Unbearable Realism: Freedom, Ethics and Identity in The Awakening By Peter Ramos
According to Ramos, current critics interpret the ending of The Awakening as representing one of the following: (1) Edna’s triumph or defeat against patriarchy, (2) “cosmic justice for her moral deviation,” or (3) a flaw in successful writing on Kate Chopin’s part; in this article, he poses a different interpretation: as a warning for what can happen when one is unwilling to dedicate “to any of the available social roles” (145-7). He elaborates that Edna “fails to uphold and live by . . . ‘ethics’” in a society that “for the most part prevented [women and other marginalized groups] from living ethically” and that her failure, in conjunction with the successes of other women in the novella, provides a critique of realism and naturalism (151).
- What does Edna want?
- Ramos argues that she wants an “impossible state—a freedom from identity” which “deprives her life of meaning (and finally of life itself)” (147).

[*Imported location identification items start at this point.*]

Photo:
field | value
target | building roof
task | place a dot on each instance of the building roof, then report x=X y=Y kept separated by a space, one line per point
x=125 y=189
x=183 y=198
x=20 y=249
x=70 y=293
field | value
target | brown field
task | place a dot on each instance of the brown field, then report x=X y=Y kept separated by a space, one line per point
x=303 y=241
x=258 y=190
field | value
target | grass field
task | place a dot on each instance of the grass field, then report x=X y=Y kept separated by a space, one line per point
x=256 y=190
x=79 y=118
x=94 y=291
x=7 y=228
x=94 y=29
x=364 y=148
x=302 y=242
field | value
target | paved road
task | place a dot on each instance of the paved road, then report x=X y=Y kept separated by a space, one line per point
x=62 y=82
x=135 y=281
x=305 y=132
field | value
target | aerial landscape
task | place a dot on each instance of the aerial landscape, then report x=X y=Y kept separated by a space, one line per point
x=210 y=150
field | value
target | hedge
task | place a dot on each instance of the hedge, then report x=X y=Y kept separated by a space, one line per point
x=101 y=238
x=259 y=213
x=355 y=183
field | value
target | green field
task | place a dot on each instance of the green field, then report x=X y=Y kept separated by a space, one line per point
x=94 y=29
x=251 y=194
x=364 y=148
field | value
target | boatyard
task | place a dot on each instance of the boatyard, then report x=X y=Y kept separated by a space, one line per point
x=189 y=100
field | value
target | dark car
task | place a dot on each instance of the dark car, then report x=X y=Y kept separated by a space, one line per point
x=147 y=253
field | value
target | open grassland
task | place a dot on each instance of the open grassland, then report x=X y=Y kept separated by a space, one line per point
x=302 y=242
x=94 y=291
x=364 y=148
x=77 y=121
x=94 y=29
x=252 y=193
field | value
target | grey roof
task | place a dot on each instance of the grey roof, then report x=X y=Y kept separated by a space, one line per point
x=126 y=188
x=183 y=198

- He also suggests that “this failure is not universal among all the female characters” as Mademoiselle Reisz (artist) and Adele Ratignolle (mother-woman) “inhabit social identities available to them only to actively and creatively transform them” (148). Edna, however, chooses a different path.
- Edna’s desire is a fantasy that “she both nurtures and refrains from acting on, in part because of the social constructions and limitations she must face in the world” (149). Although she attempts to live outside of social constructions—to inhabit “a space of unmediated reality beyond identity”—but she “lacks the will (and the belief) to commit herself to acting on these fantasies” and the failure to realize such fantasies implies “that no suitable identity for a woman like Edna is available” (149).
- Critique of Realism/Naturalism
- Ramos utilizes this interplay between reality and fantasy in constructing identity in order to engage with where The Awakening fits into realism and naturalism. The novella depicts the “socio-economic and cultural realities women like Edna faced” but it also reveals limitations in enabling “practical possibilities that exist outside their realm”.
- He adds we acknowledge that these literary genres include “exposition of empirical, social and political realities, as well as the belief that fate—biological, social, or institutional—absolutely determines one’s destiny” and that the novella implies “the philosophical boundaries and consequences associated with these literary genres and can and must be overcome” if women like Edna are to survive (151).
- Edna’s Fate
- However, he concludes Edna is responsible for her destiny since she makes “self-defeating choices” because she does not believe she can fit within the roles her system affords to her, unlike Reisz and Ratignolle (152).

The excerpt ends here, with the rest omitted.